Columbia, S.C. — When quarterback Russell Wilson went down in the second quarter of N.C. State’s game Thursday night at South Carolina, center John Bedics and backup quarterback Daniel Evans immediately gathered a group of players to pray for Wilson.
The team’s chaplain joined the group in a scary moment for a team in an already hostile environment.
“To see him get hit in the head you know it’s not a good thing,” Evans said. “And add to that he wasn’t moving at all.”
Wilson went down after a fake handoff to running back Andre Brown. State’s new starting quarterback had already shown off his wheels and looked to get the defensive line moving with Brown on the play.

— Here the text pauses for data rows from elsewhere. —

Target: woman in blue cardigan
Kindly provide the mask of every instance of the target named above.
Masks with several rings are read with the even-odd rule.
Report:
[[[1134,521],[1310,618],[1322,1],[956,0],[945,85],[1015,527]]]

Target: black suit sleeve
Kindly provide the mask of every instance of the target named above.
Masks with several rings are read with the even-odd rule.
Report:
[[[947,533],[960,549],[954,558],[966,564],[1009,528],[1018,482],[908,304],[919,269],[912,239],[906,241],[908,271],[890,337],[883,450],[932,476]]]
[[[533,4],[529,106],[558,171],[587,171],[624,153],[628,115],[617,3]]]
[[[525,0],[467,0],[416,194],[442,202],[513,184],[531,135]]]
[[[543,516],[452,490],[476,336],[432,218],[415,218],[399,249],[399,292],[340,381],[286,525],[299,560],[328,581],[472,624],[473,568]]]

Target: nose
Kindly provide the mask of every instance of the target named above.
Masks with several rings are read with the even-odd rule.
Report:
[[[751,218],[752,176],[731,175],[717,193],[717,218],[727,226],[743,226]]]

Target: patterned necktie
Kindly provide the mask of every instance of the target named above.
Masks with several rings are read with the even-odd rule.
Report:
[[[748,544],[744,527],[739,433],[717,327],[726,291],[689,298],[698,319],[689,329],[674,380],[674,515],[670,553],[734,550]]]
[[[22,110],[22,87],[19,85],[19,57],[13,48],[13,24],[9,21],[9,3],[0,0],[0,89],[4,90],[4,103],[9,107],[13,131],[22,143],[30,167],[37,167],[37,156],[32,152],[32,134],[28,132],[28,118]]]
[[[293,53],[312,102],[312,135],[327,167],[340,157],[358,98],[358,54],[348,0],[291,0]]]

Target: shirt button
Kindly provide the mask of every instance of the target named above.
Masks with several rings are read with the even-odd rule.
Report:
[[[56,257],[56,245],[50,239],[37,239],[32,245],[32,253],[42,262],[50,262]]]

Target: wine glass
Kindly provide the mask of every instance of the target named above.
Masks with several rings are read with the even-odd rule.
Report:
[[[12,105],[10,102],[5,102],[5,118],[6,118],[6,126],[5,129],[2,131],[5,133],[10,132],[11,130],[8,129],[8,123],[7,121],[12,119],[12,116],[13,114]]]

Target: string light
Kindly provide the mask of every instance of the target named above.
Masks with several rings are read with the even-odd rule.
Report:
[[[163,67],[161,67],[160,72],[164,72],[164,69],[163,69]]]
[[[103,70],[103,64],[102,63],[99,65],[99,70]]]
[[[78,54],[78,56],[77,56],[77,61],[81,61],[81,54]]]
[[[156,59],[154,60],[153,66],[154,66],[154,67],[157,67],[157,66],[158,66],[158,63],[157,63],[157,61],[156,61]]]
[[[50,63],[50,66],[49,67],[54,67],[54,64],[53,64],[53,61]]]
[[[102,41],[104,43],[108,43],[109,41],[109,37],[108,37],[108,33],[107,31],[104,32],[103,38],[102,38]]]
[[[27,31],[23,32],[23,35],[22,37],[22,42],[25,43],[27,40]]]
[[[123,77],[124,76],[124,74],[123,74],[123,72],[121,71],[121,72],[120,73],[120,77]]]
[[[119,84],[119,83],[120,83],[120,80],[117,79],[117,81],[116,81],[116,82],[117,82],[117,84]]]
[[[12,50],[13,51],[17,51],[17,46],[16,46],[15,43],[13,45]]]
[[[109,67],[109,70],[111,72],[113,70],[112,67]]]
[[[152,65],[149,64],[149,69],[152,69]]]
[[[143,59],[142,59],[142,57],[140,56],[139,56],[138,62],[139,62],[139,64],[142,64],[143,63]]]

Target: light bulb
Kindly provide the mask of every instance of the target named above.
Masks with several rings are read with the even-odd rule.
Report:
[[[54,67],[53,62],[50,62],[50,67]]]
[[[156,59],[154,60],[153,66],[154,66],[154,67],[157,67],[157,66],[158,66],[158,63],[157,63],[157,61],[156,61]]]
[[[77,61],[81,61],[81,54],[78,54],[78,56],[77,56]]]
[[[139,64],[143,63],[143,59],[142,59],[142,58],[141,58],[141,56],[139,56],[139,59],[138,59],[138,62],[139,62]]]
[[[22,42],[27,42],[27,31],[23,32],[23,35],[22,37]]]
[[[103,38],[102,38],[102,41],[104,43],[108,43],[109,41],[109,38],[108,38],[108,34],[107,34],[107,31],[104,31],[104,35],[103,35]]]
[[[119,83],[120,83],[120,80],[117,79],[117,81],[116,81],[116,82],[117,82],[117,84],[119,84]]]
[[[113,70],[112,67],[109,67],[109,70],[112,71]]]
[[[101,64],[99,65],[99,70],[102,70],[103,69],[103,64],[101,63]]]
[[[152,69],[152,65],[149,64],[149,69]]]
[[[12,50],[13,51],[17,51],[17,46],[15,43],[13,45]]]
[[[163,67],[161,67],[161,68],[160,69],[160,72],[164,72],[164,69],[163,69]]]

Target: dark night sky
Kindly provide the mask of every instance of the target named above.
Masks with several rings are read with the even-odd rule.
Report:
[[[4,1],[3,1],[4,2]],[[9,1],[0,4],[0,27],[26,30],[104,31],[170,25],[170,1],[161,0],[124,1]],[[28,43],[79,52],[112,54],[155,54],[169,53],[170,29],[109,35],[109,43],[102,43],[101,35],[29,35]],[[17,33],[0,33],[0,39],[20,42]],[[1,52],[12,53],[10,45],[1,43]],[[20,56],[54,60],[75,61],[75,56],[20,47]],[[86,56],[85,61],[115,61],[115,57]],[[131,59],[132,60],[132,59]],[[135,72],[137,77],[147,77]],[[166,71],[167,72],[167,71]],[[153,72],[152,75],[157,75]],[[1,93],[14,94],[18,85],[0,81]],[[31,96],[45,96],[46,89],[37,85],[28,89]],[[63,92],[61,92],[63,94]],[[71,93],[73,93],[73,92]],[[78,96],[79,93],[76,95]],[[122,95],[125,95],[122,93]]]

But the line didn’t budge, as Wilson was pinballed between two defenders before knocking the back of his head off the knee of South Carolina defensive end Cliff Matthews. Wilson laid motionless on his side as the players cleared the field and the medical staff rushed to assistance.The doctors ruled it a concussion, brought a stretcher onto the field and immediately transported Wilson to a nearby hospital, accompanied by team neurosurgeon Tim Garner.
Garner and a team of doctors later diagnosed the injury as a grade-three concussion and would perform further tests on Wilson into the night.
A grade-three concussion is the most severe type and causes the victim to have no memory of the event. Wilson did not suffer a spinal cord injury and coach Tom O’Brien said after the game he knew nothing new about the injury.
“Our medical people did a great job,” O’Brien said. “They were on top of it and you have to give the South Carolina team a lot of credit because they helped too.”O’Brien couldn’t see the injury from his vantage point, but after Wilson was carted off the field, O’Brien gathered the team together.
“I just told them he’s in medical hands and he’s in God’s hands,” O’Brien said. “There wasn’t much that we could do.”
The team couldn’t finish the drive Wilson started — the Pack’s longest of the game — and Larsen said the injury took its toll on the team.
“After that we struggled some,” Larsen said. “It kind of threw us out of our rhythm.”
Evans took the field as quarterback after the injury, and said the team was still focused even after the injury.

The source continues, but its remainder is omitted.